We understand a lot of website hosting companies make claims for uptime guarantees. They would make claims of 99.9% uptime but it was really based on their “network”, not actual servers, meaning that they had Internet connectivity 99.9% of the time, not that the servers would stay online. When we guarantee uptime, we mean it.
One of our major priorities is to be able to offer an extremely reliable infrastructure for our users. We know first hand how much just one hour of downtime can affect an online business.
In order to achieve this, we have invested in top-of-the-line hardware, expensive software, and choosing a data center partner that also shared this same goal. This was a large order and something that has to be constantly tweaked and monitored.
But once all of this is in place, we have to carefully monitor it so we can see the actual results.
To do this, we have several levels of monitoring:
- NOC (network management center) Monitoring – To start, we have a dedicated 24x7x365 NOC monitoring team that watches our servers AND network constantly. Being their only job is to “monitor” this also includes proactive monitoring where they’re watching inbound network traffic to try and avoid an outage (such as when a DDOS attack maybe starting). Once an issue is identified they’re able to begin working towards a resolution immediately. Most often issues are identified long before they cause an issue that’s visible to our customers. In the case that an issue does create a service disruption, every effort possible is immediately taken. This even includes completely replacing server hardware in an instant (especially if the situation is severe).
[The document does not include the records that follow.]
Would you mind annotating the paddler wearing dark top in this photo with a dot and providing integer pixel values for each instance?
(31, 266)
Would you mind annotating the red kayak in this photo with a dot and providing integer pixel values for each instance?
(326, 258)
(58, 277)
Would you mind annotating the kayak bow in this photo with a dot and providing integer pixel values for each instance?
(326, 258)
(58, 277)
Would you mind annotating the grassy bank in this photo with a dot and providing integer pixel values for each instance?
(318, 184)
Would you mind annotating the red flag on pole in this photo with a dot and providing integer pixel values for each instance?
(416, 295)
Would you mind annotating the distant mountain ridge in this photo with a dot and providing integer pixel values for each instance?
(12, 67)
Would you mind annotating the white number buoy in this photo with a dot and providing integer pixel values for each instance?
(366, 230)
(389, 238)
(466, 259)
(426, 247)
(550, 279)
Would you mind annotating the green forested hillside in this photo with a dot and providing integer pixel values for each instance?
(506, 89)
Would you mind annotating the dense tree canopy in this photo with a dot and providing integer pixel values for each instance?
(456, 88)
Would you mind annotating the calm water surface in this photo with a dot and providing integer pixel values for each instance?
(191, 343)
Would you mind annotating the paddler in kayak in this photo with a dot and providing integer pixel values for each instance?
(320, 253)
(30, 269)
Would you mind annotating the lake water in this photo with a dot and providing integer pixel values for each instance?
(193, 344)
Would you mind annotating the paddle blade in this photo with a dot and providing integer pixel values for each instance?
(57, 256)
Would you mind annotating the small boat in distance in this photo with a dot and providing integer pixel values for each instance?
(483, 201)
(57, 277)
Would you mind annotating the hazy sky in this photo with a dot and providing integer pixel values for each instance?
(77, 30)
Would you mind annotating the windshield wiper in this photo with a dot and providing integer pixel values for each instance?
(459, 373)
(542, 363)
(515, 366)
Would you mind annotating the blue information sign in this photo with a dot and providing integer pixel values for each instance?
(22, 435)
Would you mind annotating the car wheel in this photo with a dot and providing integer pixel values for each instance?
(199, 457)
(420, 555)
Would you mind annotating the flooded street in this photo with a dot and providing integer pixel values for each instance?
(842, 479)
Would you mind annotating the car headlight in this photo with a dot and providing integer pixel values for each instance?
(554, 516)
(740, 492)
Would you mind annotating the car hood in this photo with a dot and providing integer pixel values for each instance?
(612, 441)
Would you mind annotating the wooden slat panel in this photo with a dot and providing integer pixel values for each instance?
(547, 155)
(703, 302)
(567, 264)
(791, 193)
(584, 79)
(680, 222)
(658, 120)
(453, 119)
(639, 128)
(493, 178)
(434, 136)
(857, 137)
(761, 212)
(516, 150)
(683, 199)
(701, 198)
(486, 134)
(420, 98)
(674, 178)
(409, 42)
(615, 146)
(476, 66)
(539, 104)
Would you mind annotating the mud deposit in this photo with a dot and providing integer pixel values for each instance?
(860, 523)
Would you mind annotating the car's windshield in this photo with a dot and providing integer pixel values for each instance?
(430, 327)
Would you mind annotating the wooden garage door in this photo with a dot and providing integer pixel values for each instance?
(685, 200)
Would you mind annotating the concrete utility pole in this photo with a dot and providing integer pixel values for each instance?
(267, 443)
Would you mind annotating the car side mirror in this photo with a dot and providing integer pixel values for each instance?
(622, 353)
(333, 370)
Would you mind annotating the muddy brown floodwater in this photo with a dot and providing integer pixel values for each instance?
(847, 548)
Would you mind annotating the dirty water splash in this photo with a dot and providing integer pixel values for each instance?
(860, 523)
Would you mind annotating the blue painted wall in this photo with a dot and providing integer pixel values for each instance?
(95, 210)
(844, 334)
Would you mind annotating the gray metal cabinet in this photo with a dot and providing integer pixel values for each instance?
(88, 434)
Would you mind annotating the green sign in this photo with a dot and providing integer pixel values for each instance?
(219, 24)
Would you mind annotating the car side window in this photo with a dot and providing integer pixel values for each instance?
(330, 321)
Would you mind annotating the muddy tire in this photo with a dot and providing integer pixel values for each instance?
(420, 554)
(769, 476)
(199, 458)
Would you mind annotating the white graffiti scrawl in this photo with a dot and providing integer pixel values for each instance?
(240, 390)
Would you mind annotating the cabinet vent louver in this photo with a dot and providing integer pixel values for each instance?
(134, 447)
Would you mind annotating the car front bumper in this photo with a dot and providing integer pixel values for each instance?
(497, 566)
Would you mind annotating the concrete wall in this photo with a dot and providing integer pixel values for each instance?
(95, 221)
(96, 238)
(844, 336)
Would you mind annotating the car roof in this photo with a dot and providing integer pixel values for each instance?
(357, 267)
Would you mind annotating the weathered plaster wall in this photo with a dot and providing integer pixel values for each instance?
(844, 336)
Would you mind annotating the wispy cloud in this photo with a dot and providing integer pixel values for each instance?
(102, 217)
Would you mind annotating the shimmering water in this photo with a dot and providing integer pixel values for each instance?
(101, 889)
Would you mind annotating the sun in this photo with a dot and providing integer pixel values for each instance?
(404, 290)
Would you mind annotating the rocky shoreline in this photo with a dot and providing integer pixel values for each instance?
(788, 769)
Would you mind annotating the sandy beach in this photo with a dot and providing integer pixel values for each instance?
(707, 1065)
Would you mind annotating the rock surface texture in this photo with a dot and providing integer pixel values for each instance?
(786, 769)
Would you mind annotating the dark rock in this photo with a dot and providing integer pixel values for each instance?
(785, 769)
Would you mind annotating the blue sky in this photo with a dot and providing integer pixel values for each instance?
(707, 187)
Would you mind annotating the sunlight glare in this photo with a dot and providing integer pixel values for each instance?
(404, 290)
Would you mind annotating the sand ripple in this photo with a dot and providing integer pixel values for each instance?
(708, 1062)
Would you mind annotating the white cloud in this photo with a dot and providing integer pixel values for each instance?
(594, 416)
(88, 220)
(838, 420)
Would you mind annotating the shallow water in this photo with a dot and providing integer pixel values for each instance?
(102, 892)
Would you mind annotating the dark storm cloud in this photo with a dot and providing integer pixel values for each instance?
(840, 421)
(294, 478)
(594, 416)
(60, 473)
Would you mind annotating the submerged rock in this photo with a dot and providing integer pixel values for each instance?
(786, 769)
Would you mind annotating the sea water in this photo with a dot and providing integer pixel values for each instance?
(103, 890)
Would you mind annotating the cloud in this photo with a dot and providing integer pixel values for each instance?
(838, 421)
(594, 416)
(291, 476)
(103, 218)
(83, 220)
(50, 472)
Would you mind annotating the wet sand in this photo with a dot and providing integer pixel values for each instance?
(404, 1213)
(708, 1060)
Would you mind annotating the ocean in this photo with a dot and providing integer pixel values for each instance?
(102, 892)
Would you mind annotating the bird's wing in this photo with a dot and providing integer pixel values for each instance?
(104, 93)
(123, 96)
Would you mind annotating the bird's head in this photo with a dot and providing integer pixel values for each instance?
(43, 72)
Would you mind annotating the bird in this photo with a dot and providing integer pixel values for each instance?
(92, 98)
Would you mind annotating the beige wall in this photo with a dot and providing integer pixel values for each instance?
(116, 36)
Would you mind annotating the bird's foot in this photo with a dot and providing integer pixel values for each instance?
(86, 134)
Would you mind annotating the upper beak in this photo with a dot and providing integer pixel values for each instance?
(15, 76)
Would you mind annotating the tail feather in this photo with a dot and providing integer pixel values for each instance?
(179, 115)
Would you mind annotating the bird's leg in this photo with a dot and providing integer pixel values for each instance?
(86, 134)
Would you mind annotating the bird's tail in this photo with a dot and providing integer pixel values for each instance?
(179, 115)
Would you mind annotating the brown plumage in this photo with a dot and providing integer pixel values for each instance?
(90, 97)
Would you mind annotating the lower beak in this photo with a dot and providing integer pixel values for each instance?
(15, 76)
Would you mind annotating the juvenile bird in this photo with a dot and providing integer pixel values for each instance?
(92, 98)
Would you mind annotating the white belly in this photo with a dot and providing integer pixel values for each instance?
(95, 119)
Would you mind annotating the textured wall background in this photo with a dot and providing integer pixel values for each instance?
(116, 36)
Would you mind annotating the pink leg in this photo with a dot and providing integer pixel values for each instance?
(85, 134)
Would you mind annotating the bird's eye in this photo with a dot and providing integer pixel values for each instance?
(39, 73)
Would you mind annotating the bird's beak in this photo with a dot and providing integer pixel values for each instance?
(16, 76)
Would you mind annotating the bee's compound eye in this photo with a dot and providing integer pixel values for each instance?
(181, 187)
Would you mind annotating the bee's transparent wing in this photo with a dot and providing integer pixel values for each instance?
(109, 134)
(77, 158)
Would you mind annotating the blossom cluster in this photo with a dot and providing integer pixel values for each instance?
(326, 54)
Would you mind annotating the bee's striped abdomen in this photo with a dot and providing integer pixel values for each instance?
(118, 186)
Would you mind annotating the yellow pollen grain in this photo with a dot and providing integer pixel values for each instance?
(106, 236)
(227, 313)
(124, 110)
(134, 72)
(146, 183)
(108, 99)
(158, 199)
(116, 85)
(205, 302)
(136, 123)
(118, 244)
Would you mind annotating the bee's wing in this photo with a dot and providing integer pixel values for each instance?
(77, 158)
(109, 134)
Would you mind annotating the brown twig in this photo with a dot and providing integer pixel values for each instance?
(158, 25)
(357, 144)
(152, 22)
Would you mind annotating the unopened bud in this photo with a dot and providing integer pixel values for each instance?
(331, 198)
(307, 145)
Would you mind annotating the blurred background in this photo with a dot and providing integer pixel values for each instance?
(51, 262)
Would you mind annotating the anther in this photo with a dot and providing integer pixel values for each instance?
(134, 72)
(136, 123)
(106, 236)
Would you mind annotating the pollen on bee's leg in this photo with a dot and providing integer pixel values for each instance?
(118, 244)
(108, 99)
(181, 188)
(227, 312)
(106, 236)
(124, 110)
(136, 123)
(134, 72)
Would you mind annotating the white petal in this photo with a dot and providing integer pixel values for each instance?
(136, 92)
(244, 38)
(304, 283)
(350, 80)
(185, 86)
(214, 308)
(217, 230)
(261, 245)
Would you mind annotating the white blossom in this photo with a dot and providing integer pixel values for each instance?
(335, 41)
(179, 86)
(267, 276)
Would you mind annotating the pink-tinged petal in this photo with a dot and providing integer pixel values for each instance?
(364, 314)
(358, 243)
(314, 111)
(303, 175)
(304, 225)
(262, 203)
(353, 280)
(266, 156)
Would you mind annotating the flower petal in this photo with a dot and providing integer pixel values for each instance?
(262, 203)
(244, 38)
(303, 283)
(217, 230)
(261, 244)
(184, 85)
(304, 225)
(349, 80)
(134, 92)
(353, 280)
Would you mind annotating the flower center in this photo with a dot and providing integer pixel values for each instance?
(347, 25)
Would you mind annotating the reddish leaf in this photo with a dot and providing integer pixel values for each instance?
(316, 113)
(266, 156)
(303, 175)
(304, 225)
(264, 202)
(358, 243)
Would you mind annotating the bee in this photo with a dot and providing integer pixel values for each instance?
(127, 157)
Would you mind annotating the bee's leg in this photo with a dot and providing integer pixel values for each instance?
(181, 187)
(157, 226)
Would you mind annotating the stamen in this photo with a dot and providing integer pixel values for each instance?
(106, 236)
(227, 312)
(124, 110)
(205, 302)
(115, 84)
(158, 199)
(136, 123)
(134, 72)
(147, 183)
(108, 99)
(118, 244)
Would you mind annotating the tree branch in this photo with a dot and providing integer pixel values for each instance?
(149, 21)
- Third Party Server Uptime Monitoring – We also use Pingdom as a third-party monitoring service where we set up a specific location on each server that is constantly pinged to see if it is available. When the ping fails to respond, we immediately get a notification (this also includes to my personal cell phone). Some prefer to wait a few minutes to see if it’s just a small network blurb, as sometimes it is, but we feel it’s best to immediately begin an investigation to minimize downtime, especially if it is a real issue.
- Server Response Monitoring – Another key metric many web hosts fail to monitor (or wish not to) is server response time. For us, it’s very important to monitor how long it takes for a server to respond to a request. If a server begins to trend upward in response time, meaning it’s taking longer and longer to respond, then an outage could be coming. We closely monitor this to see if there is an underlying issue that may be approaching. Given our Web Hosting and Business, Building packages are on a “shared” infrastructure we also have to constantly evaluate server resources to see if more need to be made available.
By closely analyzing these three monitoring layers we are able to achieve both proactive and reactive responses to issues. The majority of the time, we are also able to mitigate issues well ahead of any downtime to our customers.
The other part to simply “monitoring for uptime” is incident handling. It would be foolish of us to say we never have any issues because our infrastructure is “perfect.” Unfortunately when dealing with servers/computers there is no such thing. A server with the best software coupled with the most expensive software in the world’s best data center is not exempt from having issues.
In short, stuff is still going to come up, but the important part of continuing to achieve high uptime is how we deal with such issues. We fend off DDOS attacks on a weekly basis, sometimes we replace every piece of hardware in one server, and add resources to another. Multiple updates have also taken place.
With our three main levels of monitoring in place, when incidents arise, we promptly take action to begin resolving them. As mentioned above, our entire network is monitored constantly, meaning we’re well aware of many issues prior to ever having an outage or when we do have an outage, we’re made aware instantly.
Incidents that aren’t immediately causing an outage are scheduled during non-peak hours but are handled promptly. Incidents that cause a complete outage means “all hands on deck,” they take priority over everything else. Even our Krepling CEO jumps right into action when such a case arises. We do whatever it takes to bring a service back online.
Regardless of the incident size, we also believe in transparency and flow of information to our customers. Our Network Status page inside our customer interface allows the ability to see what exactly is going on and how it is being dealt with.